Northumberland is famous for its Alnwich Stew, a dish made from chopped bacon forehock layered with onions and potatoes and Craster Kippers. Local specialities include beef raised from traditional hill breeds such as Aberdeen Angus, Galloway and Welsh Black; wild game including red grouse and fallow venison; sweet Cheviot lamb; fresh lobster; Lindisfarne Oysters and asparagus grown on the grassy shores of Lindisfarne.

Cumbria offers local beers made from Lakeland water to renowned lamb and beef. Specialities include Kendal Mint Cake, Cumberland Sausage, Grasmere Gingerbread and Cumberland Rum Butter flavoured with rum, Barbados sugar and spices. Game flourishes in Cumbria including the Derwentwater duck which is traditionally served with a sweet and sharp Cumberland sauce. Eateries include Holbeck Ghyll Country House Hotel in Windermere; and L’Enclume in Cartmel. Local food heroes include the hairy bikers David Myers and Simon King.

Scotland’s traditional foods include Arbroath Smokies, a type of smoked haddock; Cock-a-leekie soup made from leeks and chicken stock; neeps and tatties (mashed potatoes with a little nutmeg and mashed swede with ginger); Cranachan made from a mixture of whipped cream, whisky, honey, and fresh raspberries topped with toasted oatmeal; not to mention Scottish ales and whisky and of course, most famous of all, haggis!
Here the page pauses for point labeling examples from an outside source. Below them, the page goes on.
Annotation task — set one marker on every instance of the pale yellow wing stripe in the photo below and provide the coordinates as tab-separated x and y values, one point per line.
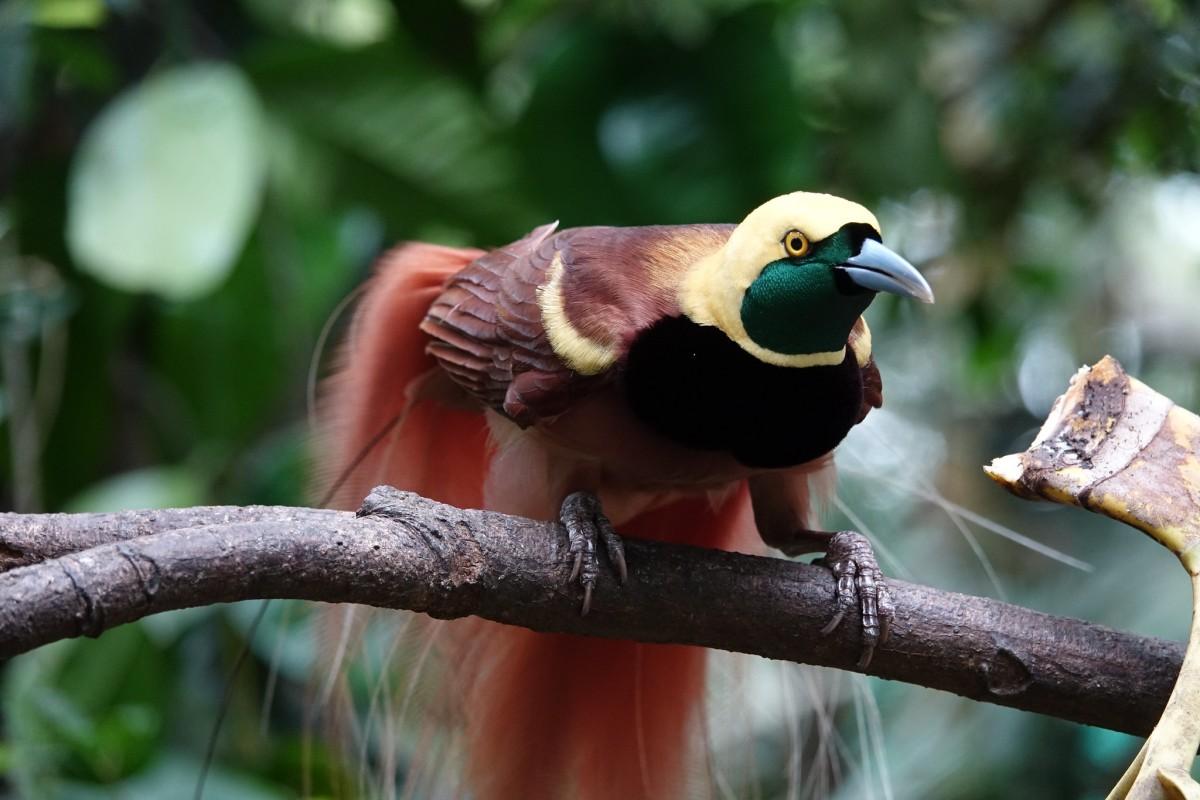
581	354
861	342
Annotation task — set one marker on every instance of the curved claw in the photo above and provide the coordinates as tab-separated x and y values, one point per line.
586	524
859	587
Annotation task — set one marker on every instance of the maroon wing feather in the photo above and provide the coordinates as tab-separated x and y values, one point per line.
486	329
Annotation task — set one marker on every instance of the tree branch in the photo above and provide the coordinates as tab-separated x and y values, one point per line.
408	552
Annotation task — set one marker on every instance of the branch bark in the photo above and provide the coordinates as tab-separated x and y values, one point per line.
85	573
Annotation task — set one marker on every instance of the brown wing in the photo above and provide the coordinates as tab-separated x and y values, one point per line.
486	329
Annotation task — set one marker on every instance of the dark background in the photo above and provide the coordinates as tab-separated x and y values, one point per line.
189	190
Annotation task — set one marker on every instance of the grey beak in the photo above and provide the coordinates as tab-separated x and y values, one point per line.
879	269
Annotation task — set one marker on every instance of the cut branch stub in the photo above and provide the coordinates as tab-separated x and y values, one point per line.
1114	445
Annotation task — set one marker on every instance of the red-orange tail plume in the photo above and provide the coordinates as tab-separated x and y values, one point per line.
563	716
379	426
546	716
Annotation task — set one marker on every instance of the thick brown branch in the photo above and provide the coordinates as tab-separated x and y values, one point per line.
421	555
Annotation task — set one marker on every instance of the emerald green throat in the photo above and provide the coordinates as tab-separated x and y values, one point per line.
796	306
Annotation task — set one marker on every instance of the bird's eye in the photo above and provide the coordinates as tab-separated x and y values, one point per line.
796	244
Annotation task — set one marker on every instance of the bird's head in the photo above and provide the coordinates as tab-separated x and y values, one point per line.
795	276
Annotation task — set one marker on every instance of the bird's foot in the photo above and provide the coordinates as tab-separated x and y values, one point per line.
859	588
586	528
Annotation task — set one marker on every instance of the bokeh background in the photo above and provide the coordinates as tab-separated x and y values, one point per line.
187	190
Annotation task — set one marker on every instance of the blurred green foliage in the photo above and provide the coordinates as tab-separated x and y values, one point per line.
187	190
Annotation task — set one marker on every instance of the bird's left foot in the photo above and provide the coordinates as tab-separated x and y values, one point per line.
586	528
859	588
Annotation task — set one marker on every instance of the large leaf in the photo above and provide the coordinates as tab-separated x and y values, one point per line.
167	181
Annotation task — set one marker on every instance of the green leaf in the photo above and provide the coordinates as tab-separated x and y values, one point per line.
69	13
156	487
167	181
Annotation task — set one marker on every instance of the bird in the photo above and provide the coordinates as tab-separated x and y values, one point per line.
685	383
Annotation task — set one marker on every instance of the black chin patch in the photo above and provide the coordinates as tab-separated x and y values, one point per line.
697	388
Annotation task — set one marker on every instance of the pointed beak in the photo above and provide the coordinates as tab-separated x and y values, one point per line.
879	269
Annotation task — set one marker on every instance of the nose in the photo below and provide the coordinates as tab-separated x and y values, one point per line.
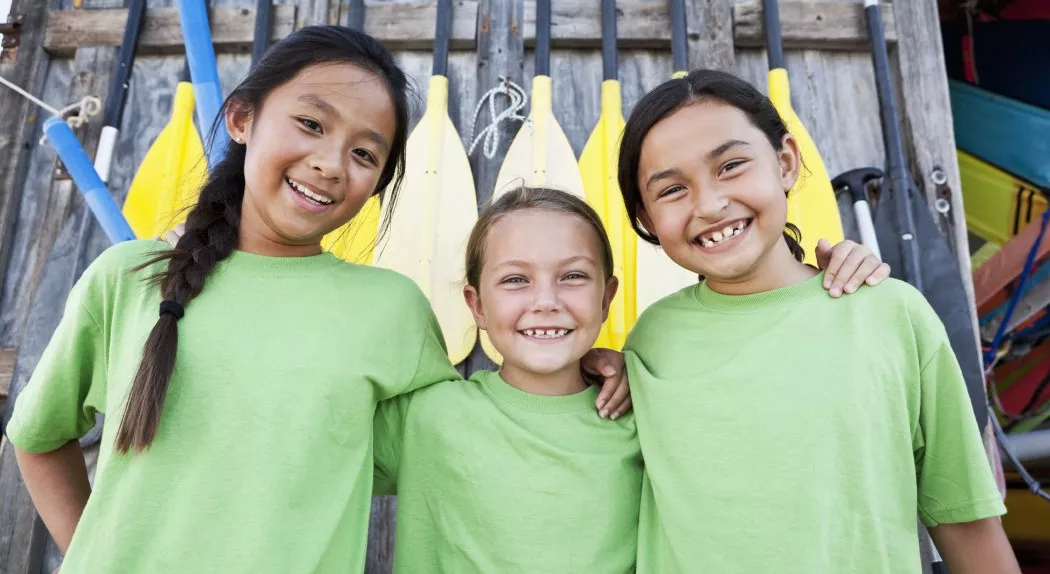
330	162
546	298
709	204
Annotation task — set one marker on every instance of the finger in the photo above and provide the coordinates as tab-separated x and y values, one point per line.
623	390
823	253
839	254
879	276
846	271
604	398
866	268
624	408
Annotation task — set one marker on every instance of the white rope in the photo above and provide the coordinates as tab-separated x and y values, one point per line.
490	134
88	106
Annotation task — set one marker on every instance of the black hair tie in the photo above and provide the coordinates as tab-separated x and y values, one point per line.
172	307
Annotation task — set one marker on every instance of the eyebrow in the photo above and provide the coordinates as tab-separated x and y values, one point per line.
664	174
520	262
326	107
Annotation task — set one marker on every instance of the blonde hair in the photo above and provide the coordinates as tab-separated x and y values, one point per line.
525	198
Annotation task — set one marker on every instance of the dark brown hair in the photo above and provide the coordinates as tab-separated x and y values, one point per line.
702	85
531	198
212	225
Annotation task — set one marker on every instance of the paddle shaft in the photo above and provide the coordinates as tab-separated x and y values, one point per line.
264	19
543	38
899	179
119	89
444	22
679	48
201	56
771	17
95	191
355	19
609	40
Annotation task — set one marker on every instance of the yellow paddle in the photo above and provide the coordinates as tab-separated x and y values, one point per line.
355	241
597	165
171	173
811	203
437	208
657	275
540	155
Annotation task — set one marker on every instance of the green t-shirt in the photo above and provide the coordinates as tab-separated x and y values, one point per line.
788	431
494	480
263	461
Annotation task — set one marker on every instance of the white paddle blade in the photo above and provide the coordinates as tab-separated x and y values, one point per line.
431	224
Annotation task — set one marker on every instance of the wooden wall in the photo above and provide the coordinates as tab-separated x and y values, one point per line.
47	237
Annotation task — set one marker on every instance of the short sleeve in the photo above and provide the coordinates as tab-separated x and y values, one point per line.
67	387
389	434
954	479
432	363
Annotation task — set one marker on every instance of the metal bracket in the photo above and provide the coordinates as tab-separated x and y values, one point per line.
11	27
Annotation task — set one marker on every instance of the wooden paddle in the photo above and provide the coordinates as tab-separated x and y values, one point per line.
356	240
597	165
811	203
432	219
171	173
540	155
657	276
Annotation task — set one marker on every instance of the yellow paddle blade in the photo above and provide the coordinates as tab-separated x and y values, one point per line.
540	155
811	203
355	240
433	218
170	174
597	166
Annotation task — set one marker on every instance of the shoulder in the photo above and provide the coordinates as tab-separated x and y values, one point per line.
663	315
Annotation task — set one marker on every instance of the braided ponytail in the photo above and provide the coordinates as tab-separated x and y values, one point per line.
213	224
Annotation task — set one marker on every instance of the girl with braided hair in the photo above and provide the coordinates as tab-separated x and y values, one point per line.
239	421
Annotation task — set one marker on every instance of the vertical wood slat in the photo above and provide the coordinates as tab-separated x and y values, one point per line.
26	67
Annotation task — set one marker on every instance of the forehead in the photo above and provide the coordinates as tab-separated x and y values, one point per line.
541	235
702	125
352	90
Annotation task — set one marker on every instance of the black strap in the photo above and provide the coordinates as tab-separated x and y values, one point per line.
172	307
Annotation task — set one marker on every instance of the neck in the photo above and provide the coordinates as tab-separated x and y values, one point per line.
777	269
254	236
564	382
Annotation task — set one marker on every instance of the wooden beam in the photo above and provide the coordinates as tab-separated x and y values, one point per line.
820	25
709	28
25	66
408	25
7	357
232	28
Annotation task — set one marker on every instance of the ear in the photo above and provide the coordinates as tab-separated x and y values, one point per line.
474	301
610	291
645	219
790	162
238	122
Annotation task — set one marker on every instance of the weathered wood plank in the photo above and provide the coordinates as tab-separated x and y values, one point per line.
710	29
410	25
232	28
25	66
6	367
824	25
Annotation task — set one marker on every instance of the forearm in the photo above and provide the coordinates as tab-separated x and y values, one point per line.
975	548
58	485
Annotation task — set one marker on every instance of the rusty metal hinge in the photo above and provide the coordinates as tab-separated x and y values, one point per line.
11	27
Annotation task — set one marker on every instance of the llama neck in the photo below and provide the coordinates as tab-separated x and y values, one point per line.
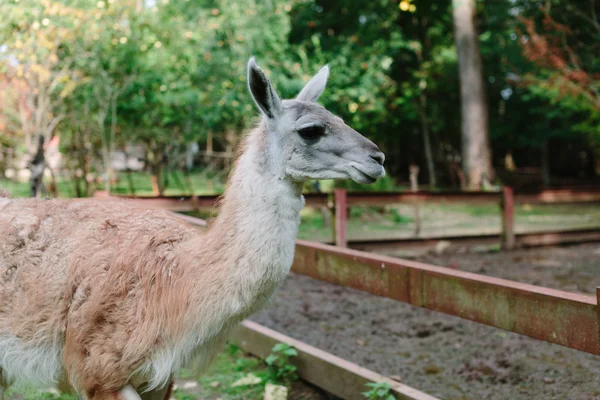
258	221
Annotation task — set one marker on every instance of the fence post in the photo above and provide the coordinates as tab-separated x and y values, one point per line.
598	312
507	205
340	218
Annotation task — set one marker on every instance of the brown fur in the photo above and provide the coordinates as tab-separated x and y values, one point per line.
112	304
116	282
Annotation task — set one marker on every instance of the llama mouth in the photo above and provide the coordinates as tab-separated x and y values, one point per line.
363	177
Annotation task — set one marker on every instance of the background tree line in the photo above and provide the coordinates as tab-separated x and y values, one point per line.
101	75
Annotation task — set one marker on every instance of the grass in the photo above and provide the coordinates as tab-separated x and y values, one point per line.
217	382
197	182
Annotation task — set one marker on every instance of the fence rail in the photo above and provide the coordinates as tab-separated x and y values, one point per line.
340	200
564	318
575	194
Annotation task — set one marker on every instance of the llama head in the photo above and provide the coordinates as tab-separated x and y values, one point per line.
308	142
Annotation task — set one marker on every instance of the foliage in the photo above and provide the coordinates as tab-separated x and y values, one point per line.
105	75
280	370
379	391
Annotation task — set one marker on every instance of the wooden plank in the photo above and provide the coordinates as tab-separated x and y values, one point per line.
508	218
340	218
564	318
332	374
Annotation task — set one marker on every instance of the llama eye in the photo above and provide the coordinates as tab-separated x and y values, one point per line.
312	132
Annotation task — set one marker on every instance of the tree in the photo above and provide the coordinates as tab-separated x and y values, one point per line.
475	139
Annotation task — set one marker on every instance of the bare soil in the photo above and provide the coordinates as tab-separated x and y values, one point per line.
443	355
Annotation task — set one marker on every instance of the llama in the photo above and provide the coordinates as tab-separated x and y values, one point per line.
108	300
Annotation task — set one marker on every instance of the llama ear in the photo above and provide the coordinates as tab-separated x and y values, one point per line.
315	86
262	91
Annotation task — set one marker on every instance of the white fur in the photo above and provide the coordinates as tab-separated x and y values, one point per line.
39	364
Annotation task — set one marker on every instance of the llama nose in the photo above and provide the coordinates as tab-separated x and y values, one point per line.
378	157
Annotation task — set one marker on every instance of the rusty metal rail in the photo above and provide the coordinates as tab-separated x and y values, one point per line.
564	318
521	240
582	194
555	316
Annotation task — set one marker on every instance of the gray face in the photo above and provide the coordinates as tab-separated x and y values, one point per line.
314	143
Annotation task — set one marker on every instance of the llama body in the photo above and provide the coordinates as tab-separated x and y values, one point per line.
107	298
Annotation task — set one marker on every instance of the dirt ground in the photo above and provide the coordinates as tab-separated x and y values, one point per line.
442	355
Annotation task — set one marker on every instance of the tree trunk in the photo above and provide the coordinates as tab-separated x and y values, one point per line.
545	164
427	141
475	139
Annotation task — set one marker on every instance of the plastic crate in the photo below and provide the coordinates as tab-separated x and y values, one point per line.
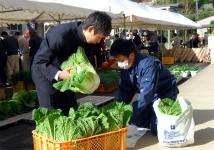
18	87
115	140
2	94
168	60
102	89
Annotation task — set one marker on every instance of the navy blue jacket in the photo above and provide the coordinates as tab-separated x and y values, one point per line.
60	43
150	79
11	45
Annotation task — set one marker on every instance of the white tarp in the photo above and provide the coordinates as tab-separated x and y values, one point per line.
142	16
136	15
27	11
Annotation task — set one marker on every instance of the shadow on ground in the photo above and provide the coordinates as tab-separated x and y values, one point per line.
202	116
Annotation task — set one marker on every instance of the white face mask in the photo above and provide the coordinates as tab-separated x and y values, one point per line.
124	65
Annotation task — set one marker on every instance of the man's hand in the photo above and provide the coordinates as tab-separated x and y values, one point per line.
65	73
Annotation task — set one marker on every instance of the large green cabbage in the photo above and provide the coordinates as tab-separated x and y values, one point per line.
85	79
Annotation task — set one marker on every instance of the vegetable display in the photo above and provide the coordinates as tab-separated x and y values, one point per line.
86	121
85	79
170	107
21	102
109	78
157	54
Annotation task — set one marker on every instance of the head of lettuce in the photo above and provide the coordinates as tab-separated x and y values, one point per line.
85	79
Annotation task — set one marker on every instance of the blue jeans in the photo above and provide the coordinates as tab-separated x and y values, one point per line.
148	117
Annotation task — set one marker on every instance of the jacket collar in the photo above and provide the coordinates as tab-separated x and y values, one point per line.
80	33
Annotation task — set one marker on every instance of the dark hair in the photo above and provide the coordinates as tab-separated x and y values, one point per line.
17	33
31	31
100	21
116	35
4	33
122	47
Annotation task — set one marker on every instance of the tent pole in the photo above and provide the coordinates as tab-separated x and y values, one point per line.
124	24
168	39
132	26
59	19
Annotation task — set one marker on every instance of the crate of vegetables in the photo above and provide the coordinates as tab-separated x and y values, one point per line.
109	80
87	128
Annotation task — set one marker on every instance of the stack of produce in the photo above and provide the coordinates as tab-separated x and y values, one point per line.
170	107
21	102
85	79
86	121
187	55
109	78
158	55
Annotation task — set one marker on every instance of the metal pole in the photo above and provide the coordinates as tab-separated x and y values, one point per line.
124	24
59	19
196	9
168	39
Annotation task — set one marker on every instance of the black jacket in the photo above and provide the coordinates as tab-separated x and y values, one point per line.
34	42
60	43
11	45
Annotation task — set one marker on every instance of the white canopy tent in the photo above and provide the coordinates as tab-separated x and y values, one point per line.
135	15
40	11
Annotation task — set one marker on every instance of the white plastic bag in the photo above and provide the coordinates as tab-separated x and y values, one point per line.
175	131
133	135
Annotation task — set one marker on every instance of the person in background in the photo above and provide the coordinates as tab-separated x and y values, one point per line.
137	41
60	42
191	41
11	46
162	40
145	75
196	41
26	36
108	43
154	40
116	36
24	49
3	60
177	40
34	43
205	40
98	53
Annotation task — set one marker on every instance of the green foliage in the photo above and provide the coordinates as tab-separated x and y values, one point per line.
170	107
195	68
84	79
5	109
177	74
109	78
86	121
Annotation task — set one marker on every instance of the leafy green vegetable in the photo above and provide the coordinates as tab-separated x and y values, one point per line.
170	107
177	74
195	68
42	112
84	79
17	107
86	121
5	109
109	78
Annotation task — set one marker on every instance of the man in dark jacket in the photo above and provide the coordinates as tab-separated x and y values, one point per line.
34	43
3	60
60	43
11	46
145	75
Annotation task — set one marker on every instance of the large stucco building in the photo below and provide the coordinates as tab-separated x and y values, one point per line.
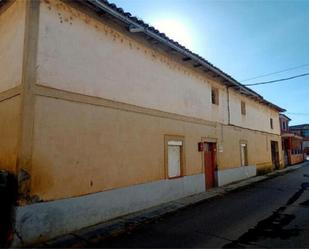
101	115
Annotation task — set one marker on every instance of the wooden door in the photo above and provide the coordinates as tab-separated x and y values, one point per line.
210	164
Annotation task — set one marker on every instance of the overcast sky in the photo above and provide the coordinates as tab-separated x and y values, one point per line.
243	38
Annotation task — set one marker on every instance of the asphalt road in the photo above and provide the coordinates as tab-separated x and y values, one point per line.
272	213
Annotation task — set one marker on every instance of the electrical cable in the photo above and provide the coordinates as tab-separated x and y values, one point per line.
279	80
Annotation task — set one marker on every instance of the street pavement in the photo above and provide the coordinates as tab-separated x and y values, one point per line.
268	214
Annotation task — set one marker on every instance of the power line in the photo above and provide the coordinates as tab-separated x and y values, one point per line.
274	81
276	72
295	113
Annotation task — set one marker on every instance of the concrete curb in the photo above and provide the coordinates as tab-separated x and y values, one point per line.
90	236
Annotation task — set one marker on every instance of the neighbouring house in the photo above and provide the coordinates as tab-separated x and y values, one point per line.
292	143
302	130
103	115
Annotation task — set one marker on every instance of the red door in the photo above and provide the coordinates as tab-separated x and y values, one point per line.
210	164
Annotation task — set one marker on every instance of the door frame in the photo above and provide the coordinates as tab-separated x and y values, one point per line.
214	141
275	161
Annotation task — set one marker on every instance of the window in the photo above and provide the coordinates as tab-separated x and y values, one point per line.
243	154
306	133
174	156
243	108
215	96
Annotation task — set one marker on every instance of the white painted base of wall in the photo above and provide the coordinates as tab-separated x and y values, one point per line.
46	220
235	174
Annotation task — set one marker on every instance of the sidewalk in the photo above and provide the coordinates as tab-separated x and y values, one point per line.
92	235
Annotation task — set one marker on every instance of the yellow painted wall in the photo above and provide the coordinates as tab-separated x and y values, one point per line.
81	148
257	116
92	148
12	26
80	54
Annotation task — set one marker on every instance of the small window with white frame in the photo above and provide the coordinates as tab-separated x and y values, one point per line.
174	147
215	96
244	154
271	123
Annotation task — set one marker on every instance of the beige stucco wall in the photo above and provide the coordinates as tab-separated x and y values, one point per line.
9	128
12	26
257	115
80	54
93	147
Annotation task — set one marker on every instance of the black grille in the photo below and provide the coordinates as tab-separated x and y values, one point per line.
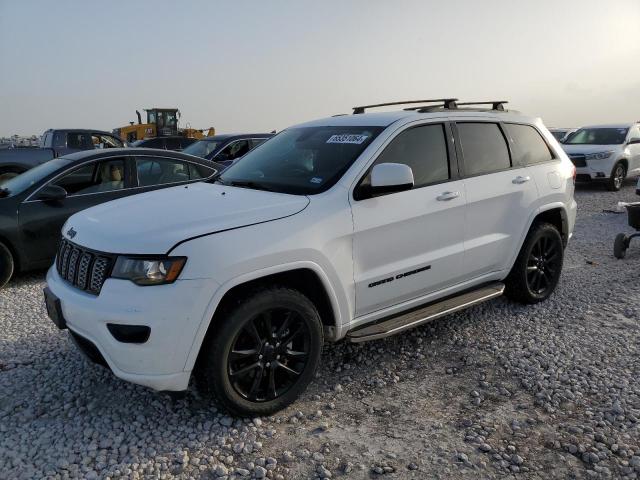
84	269
578	160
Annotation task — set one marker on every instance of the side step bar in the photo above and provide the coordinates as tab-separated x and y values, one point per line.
413	318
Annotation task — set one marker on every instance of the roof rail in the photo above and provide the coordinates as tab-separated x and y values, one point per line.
448	102
495	104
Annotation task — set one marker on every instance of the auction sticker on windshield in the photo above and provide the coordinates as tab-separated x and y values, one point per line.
347	138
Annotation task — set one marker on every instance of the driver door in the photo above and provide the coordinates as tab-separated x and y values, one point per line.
40	222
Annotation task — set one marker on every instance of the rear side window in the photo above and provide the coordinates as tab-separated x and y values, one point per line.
527	144
424	149
484	148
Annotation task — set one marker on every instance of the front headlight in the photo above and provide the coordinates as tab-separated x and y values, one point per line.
598	156
148	270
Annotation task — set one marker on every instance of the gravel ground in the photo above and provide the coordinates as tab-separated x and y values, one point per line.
498	390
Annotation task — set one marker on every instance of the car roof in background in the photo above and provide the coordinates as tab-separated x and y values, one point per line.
109	152
81	130
227	136
611	125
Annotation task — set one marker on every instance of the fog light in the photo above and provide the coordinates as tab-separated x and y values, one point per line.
129	333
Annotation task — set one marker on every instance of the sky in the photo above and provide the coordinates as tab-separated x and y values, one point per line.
243	66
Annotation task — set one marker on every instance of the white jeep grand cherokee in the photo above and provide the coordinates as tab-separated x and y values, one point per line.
351	227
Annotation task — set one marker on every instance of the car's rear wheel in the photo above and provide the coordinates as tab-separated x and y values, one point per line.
537	269
7	264
618	175
263	352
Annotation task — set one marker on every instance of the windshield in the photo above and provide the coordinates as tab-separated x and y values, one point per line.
301	160
22	182
598	136
201	148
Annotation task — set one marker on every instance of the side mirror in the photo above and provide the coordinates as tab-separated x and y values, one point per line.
391	177
52	193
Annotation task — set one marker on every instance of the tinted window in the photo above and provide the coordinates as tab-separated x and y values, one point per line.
81	141
159	171
256	141
528	145
484	148
598	136
234	150
424	149
200	171
95	177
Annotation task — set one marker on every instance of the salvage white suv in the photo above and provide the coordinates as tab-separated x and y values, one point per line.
607	153
352	227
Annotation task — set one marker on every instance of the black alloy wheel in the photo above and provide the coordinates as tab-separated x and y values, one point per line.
262	350
269	354
536	271
543	264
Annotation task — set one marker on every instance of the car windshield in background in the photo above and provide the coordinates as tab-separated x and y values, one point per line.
598	136
201	148
301	161
17	185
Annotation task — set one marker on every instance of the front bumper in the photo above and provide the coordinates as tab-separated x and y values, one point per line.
173	313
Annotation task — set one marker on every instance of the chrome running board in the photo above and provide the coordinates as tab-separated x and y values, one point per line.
415	317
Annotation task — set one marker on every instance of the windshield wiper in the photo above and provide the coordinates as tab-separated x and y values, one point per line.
246	184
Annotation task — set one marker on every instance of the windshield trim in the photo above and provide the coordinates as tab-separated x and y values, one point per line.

Scottish Venison, with its unsurpassed eating qualities, and Scottish wild salmon fresh from the sea, loch and river and now in scarce supply, are two of Scotland’s great natural products. England may be famous for its strawberries but raspberries are the national fruit of Scotland thriving in the cooler Scottish summers where long daylight hours help them ripen with masses of flavour. Famous eateries include Valante’s Fish and Chip shop in Kirkcaldy; Applecross Inn in Wester Ross; and Monachyle Mhor hotel at Balquhidder.

Northern Ireland is home of world-class dairy, beef, pork, lamb and chicken, Northern Ireland has a veritable larder of which it can be proud. Lough Neagh, the largest freshwater lake in the British Isles, is Europe's greatest source of eels. Bushmills Irish Whiskey is made at Ireland’s oldest working distillery in County Antrim and includes five award-winning whiskeys. There is a plethora of annual events celebrating local food. The apple blossom season is marked with tours, tastings and markets in Armagh; the fishing heritage is celebrated with festivals in fishing ports; and the now famous Hillsborough Oyster Festival gives those with an appetite for oysters and stout the opportunity to compete for international championship titles. In contrast to the rest of the British Isles, where bakeries have all but disappeared, most market towns and villages in Northern Ireland still have bustling bakeries, often in their second or third generation. Soda bread, potato farls and drop scones, wheaten and batch breads, and sticky sweet ‘wee buns’ and ‘tray bakes’ are in abundance.

Paul Rankin is Ireland’s most famed celebrity chef. The recipient of the first Michelin star in Northern Ireland, he is the brain behind Rankin Selection, N.Ireland’s first celebrity chef brand.

Notable eateries are Nick’s Warehouse restaurants in Belfast, Balloo House in Killinchy and The Lime Tree in Co.Londonderry.